Labour general secretary David Evans used an all-staff meeting today to unveil the new party structure that has emerged from the ‘Organise to Win’ process, which will see jobs disappear at a time when the party is looking to cut at least 90 employees.
LabourList sources say the party’s video, data, targeting and membership mobilisation teams in particular are being downsized, with the membership mobilisation team being scrapped completely amid the reorganisation.
“They’re trying to turn a tanker while cutting a third of the crew,” one party source told LabourList. “I’m starting to think they just want a smaller party. Because they don’t want something like what happened in 2015 to happen again,” said another source.
According to sources, the party used to call anyone who cancelled their membership, a retention tool that would lead to some ex-members rejoining, but this team was axed last year in a move that some staffers privately believe was factional.
In the meeting with Evans and Labour’s head of HR today, staffers were told that “the key driver of this process is to achieve substantial cost reduction and achieve substantial cost reduction now” but also that “we are not following a process of redundancy”.
The party is hoping to attract enough volunteers to its severance scheme that a compulsory redundancy process will not be necessary and the job cuts made necessary by the poor state of party finances can be implemented this summer.
Evans acknowledged that some Labour employees feel the burden is falling mostly on junior, rather than senior, staff. “That is certainly not the intention,” he said. “There are reductions at every level of the organisation. I accept there aren’t numerically as many at senior level.”
He pointed to a near-freeze on senior staff pay in recent years and told the meeting that he chose to take a “significantly” lower wage than his predecessors. He also revealed that newly hired senior staff in Keir Starmer’s office are on lower pay than their predecessors.
Labour’s general secretary confirmed that, while there may be adjustments made to the newly proposed structure after feedback, the reorganisation proposals are “firm” and the party intends to follow through on the plan set out today.
As reported by LabourList, the party informed a number of Labour staff members last week that their roles do not exist in the new structure determined by the Organise to Win process, which was launched by Evans over a year ago.
In a bid to attract more volunteers for redundancy, Labour agreed to the request of trade unions to improve the redundancy package by moving to four weeks’ pay for every year served rather than three and applying a minimum of £5,000.

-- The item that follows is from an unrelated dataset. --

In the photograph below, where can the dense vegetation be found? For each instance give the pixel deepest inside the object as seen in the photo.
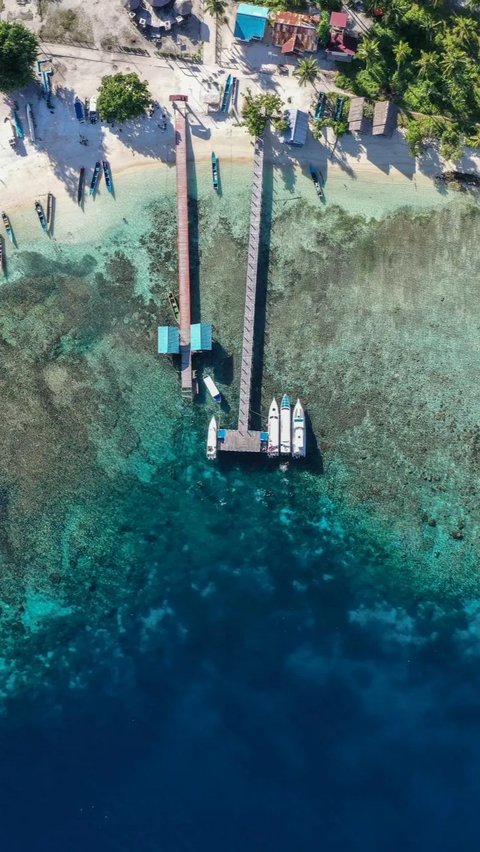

“The package is as generous as it’s going to get, so I hope on that basis we will get the numbers,” Evans said during the question and answer session at the end of the all-staff meeting today.
In the presentation, Evans said Labour would be “voter-centric”, i.e. “serving the needs of voters first”, as opposed to engaging in “transactional behaviours”, i.e. “telling voters what they should think or do, or asking questions on our terms”.

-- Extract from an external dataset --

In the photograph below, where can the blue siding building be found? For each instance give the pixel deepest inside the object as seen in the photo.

The general secretary specified that this would involve developing “winning, voter-centric policies”. He also stressed that Labour needs to be “lean and agile”, which it will achieve using a ‘hub-and-spoke’ model to “meet the needs” of voters.

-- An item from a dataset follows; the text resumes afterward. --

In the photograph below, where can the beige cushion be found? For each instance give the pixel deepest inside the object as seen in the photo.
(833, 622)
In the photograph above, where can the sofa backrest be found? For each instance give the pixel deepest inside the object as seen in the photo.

On the model, the presentation states: “This helps to aggregate and specialise core functions in the “hub”. The “spokes” – which cover the regions and nations – enable our vital citizen-facing activities to be delivered as close to voters as possible.”
It goes on to say Labour will work “collaboratively” in “multidisciplinary teams”, which will “adopt a product-mindset using agile ceremonies, be empowered to make decisions and encouraged to focus on rapid prototyping, deployment and iteration”.
The Labour Party was contacted for comment.